The jump in cost of living in Kenya has caught the eye of the International Monetary Fund (IMF), which is now asking the Central Bank of Kenya (CBK) to consider tightening the base rate further to limit spillover effects such as demand for higher wages by workers.
The CBK raised its base rate by 0.5 percentage points to 7.5 percent in its last Monetary Policy Committee (MPC) meeting at the end of May, citing elevated risks to the inflation outlook following a global rise in food, supply chain and energy prices.
At the time of the rate change, inflation stood at 7.08 percent but subsequently rose at the end of June to 7.9 percent, breaching the upper limit of the CBK’s preferred range of 2.5 to 7.5 percent.

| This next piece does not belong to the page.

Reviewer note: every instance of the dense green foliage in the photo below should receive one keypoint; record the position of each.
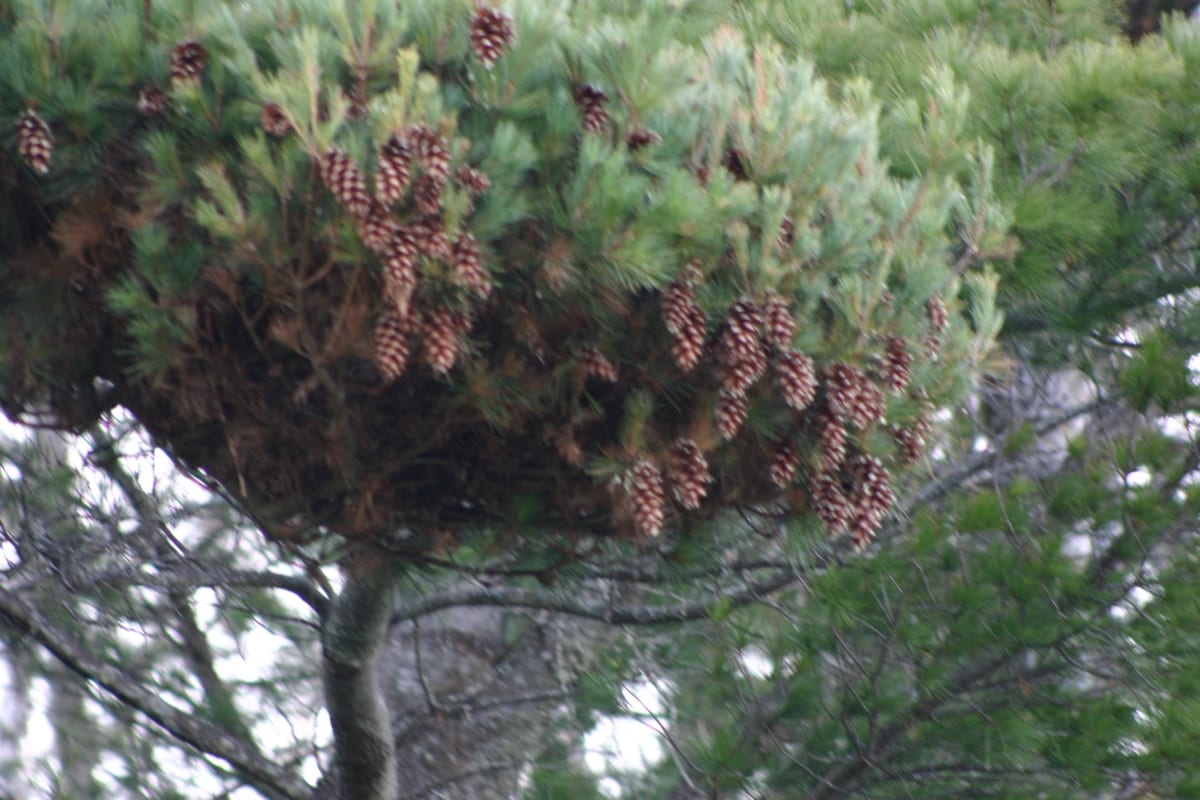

The IMF is now concerned that this rise in food and energy prices will spill over to other goods and services —known as second-round effects— particularly fuel prices that have a big pass-through effect on transport costs.
This is why the IMF Executive Board, sitting this week to review Kenya’s three-year $2.4 billion credit facility flagged inflation as a concern, noting that there are several outstanding risks such as the continuing war in Ukraine, drought in the semi-arid regions, unsettled global financial market conditions and political noise around the General Election.
As such, the IMF expects headline inflation to hold above the preferred range this year, before easing back within the band in early 2023.
“The Central Bank of Kenya’s recent monetary policy tightening is welcome. The CBK should stand ready to continue to adjust its stance to limit second-round effects from higher food and fuel prices and to keep inflation expectations well-anchored amid a temporary increase of inflation above the target band,” said Antoinette Sayeh, IMF deputy managing director and acting chair of the board.
Increasing the base rate has the effect of raising the cost of credit in the economy as banks adjust their rates upwards in tandem, reducing spending and tempering the growth of consumer prices.
The fund also reiterated its stance on the shilling, urging the CBK to ensure that “forex interventions (are) limited to addressing excessive volatility” so that the exchange rate can continue to function as a shock absorber against the current global shocks.
The shilling has weakened by 4.4 percent against the dollar this year, currently exchanging at 118.38 units to the greenback.
Dealers have said the regulator has largely avoided dollar sales into the market of late, despite calls to step in from some importers whose costs have shot up due to exchange losses.
The CBK’s stance is that it does not seek to influence the direction of the exchange rate, but only steps in to smooth out volatility.